Greetings from Tassie.
I flew into sunny Hobart on the 24th of January around noon and went straight to the beach to cool off - it was actually pretty hot. After grabbing something to eat at the Salamanca markets and organising a hostel I began to get ready for the following day.
I left Hobart at first light and headed for the north-west where I would attempt to film wild devils. Along the way I collected footage of the some incredible landscapes. My destination wasn’t too far from Wynyard and I was happy to arrive after a long drive. I’d collected a road kill wallaby which I would use as bait for the devils. Setting up took four hours as I dragged the carcass all over to leave scent markings back to its resting point about 15 meters from my hide. My filming location was exactly what I’d needed, a piece of pristine forest on farm fringe. From everyone I had spoken to these were the qualities of prime devil habitat. Not to mention I was in the north-west, an area where the facial tumour disease had not yet reached.
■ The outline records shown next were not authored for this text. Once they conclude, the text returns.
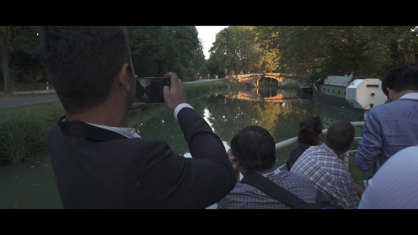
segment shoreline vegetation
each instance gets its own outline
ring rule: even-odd
[[[260,85],[260,86],[267,86],[272,83],[275,85],[277,84],[268,83],[261,83]],[[19,91],[45,89],[40,89],[41,87],[39,84],[31,87],[32,90],[30,90],[30,86],[22,87],[25,88]],[[188,96],[192,96],[212,90],[245,87],[249,87],[232,79],[226,79],[189,85],[185,86],[184,89]],[[297,85],[292,84],[280,87],[296,89]],[[42,95],[43,94],[7,94],[0,95],[0,98]],[[152,108],[152,107],[151,104],[145,108]],[[135,112],[135,110],[132,110],[129,115],[133,115]],[[30,158],[33,154],[44,151],[47,147],[48,131],[63,115],[64,109],[59,101],[5,108],[0,111],[0,164],[6,163],[19,164]]]

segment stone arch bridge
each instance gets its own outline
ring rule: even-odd
[[[261,79],[266,78],[274,79],[277,80],[277,86],[283,86],[284,85],[298,83],[299,80],[295,75],[292,74],[285,74],[280,73],[241,73],[239,74],[229,75],[228,78],[233,77],[235,80],[240,82],[243,82],[250,84],[252,86],[258,87],[258,83]]]

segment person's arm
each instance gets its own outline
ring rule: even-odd
[[[370,110],[365,120],[362,138],[359,142],[355,156],[356,165],[362,171],[372,168],[376,158],[382,153],[381,125],[373,111]]]
[[[222,141],[204,119],[188,105],[186,93],[177,74],[169,73],[166,74],[167,76],[171,78],[170,87],[163,88],[167,107],[174,111],[179,105],[187,104],[178,111],[176,118],[192,158],[179,156],[169,151],[162,161],[170,167],[156,173],[167,176],[156,177],[155,184],[162,180],[163,184],[172,186],[172,188],[165,189],[170,191],[170,196],[166,199],[168,204],[174,205],[176,208],[204,209],[232,190],[237,176]]]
This sequence will play a key part in the film and only wild devils would do. I'd just finished watching an excellent documentary that was filmed about Werner Herzog's film Fitzcarraldo. An American film crew followed him as he made his fictional film about a rubber barron in the Amazon who needed to pull an enormous cruise ship over a mountain. That's more or less the crux and Fitzcarraldo is an excellent film for anyone curious about Werner Herzog. Anyway, during the making of the Fitzcarraldo, Herzog had a cast including Mick Jagger, Klaus Kinski among others, and he insisted on travelling 1000 miles into the depths of the Amazon to film despite the jungle near a major settlement looking almost exactly the same. Filming close by would allow access to airports, food, hotels, hospital, etc. Despite the best advice from funders and government officials, Herzog insisted the film must be filmed as remote as possible because it would bring out qualities in the actors and a feeling in the film that could not be achieved if creature comforts were available. Anyway, although being in the north-west of Tassie is not the same as being 1000 miles inside the Amazon the idea is the same. Filming captive devils and then retreating to my hostel at night would not suffice. I wanted to spend time setting up, being filthy, reeking of dead wallaby, barely sleeping and still not knowing if I would get the shot. This is my escape from the city, from structure and comfort and I love it!
I spent from 7pm to 3:30am alert and ready to shoot and the wait was filled with so much excitement and anticipation. To be sitting in the Tasmanian bush waiting to lure devils out of the scrub and in front of the lens was such a romantic and long-held dream of mine. Did it come true? You’ll have to find out.
I’m back in Hobart today and I spent last night in Mt. Field National Park. I arrived quite late but managed to capture quite a lot of footage along the way. I’m hoping to start meeting up with experts from today to film some interviews. Looking forward to updating again towards the end of trip next Wednesday. Plenty more to do in the meantime. Thanks again for your kind donations which have made this trip possible.